To date, pharmacological treatments in AS have relied on symptomatic strategies mainly unrelated to what is known about the neurobiology of the disorder. Experimental therapeutic trials with a variety of medicines (eg, minocycline; levodopa; pro-methylation dietary supplements) have been more targeted and biologically plausible but have likewise failed despite positive preliminary preclinical data.
Behavioral interventions, speech therapy, physical therapy, and occupational therapy may partially improve related symptoms in some children. Medication management typically focuses on controlling seizures, hyperactivity, and sleep disturbance. Yet, no established interventions exist and best clinical practices address behavior and sleep problems with only limited success.
With advances in genetic technology and improved access to testing, it is likely that more cases of AS will be identified in the future. Given the high unmet need, it is critical to develop novel and more targeted therapeutics to address the global developmental impact of AS. OV101 (gaboxadol) is a highly selective extrasynaptic GABAA receptor agonist which binds to the delta-subunit-containing extrasynaptic GABAA receptors.6 OV101 acts as an orthosteric agonist and restores deficits in tonic inhibition in mouse models of AS.7
Taking a genetics-first approach, Ovid Therapeutics recently completed the first industry-sponsored trial in AS. STARS was a Phase 2, 12-week, placebo-controlled, parallel group study in adolescents and adults with AS. The primary objectives were to evaluate the safety and tolerability of two different doses of OV101 in AS. Exploratory objectives included efficacy assessments on global clinical functioning, motor function, sleep, and behavior.

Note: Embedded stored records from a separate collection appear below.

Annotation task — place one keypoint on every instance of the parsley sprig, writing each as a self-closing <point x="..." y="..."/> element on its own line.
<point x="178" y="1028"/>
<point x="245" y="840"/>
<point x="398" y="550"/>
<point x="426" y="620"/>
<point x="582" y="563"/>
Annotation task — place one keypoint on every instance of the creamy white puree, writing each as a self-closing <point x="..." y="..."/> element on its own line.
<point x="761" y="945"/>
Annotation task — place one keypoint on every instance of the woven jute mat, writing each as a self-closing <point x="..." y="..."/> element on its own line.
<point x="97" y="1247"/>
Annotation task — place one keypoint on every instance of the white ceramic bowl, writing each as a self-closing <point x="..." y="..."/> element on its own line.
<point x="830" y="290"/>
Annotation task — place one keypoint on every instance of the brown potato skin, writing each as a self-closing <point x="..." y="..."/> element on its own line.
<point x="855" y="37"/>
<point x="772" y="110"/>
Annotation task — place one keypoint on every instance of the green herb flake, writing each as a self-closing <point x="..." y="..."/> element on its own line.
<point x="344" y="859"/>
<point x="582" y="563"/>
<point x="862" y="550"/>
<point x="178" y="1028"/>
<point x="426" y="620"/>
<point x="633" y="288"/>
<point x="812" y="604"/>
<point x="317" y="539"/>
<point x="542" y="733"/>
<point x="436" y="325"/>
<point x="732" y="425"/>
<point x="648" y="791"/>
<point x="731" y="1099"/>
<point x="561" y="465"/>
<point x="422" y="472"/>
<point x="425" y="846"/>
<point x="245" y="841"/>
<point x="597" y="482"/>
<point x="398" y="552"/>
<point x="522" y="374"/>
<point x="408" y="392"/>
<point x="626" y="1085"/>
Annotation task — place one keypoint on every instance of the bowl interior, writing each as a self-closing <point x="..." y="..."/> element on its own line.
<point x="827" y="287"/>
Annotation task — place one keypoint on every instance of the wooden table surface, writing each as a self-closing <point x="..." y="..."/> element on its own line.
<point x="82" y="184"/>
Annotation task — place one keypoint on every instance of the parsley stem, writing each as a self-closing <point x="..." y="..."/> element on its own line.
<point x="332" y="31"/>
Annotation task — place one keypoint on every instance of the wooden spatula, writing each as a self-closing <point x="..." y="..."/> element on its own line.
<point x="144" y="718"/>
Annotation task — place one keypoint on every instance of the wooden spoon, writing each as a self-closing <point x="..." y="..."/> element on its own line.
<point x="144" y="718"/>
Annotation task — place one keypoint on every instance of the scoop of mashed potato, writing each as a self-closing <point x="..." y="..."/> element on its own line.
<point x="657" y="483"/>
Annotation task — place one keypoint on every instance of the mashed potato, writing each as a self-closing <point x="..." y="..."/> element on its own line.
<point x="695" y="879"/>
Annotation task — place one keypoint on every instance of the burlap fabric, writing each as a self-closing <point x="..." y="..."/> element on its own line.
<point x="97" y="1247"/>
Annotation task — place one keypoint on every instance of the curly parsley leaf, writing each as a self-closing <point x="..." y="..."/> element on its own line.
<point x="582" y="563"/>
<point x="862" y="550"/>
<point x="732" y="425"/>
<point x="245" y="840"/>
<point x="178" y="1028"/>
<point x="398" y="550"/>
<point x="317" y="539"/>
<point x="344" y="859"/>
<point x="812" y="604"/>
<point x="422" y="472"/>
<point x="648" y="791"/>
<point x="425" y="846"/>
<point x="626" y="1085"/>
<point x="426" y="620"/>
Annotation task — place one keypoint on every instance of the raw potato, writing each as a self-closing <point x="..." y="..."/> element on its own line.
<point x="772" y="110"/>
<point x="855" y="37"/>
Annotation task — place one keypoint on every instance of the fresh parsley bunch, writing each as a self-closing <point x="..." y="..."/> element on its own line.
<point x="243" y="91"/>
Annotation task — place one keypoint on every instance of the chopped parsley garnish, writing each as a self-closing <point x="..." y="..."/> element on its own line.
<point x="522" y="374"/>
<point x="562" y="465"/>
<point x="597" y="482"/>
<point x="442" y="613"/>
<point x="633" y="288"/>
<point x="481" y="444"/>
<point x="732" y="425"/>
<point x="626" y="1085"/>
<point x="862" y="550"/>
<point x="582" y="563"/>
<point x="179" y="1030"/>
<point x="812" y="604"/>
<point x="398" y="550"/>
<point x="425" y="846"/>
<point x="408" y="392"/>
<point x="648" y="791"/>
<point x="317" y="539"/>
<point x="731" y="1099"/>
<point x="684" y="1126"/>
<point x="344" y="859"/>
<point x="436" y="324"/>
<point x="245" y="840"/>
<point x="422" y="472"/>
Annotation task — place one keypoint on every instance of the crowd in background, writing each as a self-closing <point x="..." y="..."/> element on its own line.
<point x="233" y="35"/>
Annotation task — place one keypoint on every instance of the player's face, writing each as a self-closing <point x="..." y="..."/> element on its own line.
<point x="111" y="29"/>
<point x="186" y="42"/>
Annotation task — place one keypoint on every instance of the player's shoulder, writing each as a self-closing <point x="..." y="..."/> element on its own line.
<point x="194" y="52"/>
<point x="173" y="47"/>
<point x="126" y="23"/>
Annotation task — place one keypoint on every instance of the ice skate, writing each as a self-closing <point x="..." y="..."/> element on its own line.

Results suggest that OV101 was generally safe and well-tolerated with improvement on measures of clinical global improvement, sleep, motor function, and behavior. Based on results from the Phase 2, a Phase 3 multi-site trial to demonstrate the efficacy of OV101 in treating symptoms of AS has been initiated.
• AS is a severe neurodevelopmental disorder that results from UBE3A mutations which cause loss of tonic GABAergic inhibition.
• There are currently no established treatments for AS that target the underlying biology of the condition.
• OV101 is a GABAA receptor agonist that may restore deficits in tonic inhibition and address the pathophysiology of AS.
• STARS was the first industry-sponsored Phase 2 trial in AS which demonstrated that OV101 is generally safe, well tolerated, and associated with global improvement in AS symptoms.
Dr Kolevzon is a child and adolescent psychiatrist and Professor of Psychiatry and Pediatrics at the Icahn School of Medicine at Mount Sinai in New York. He serves as the Director of Child and Adolescent Psychiatry for the Mount Sinai Health System and the Clinical Director of the Seaver Autism Center for Research and Treatment at Mount Sinai.
The author reports that he receives research support from AMO Pharma and acts as a consultant for Ovid Therapeutics; Takeda; Coronis Neurosciences; 5AM Ventures; LabCorp; and Sema4.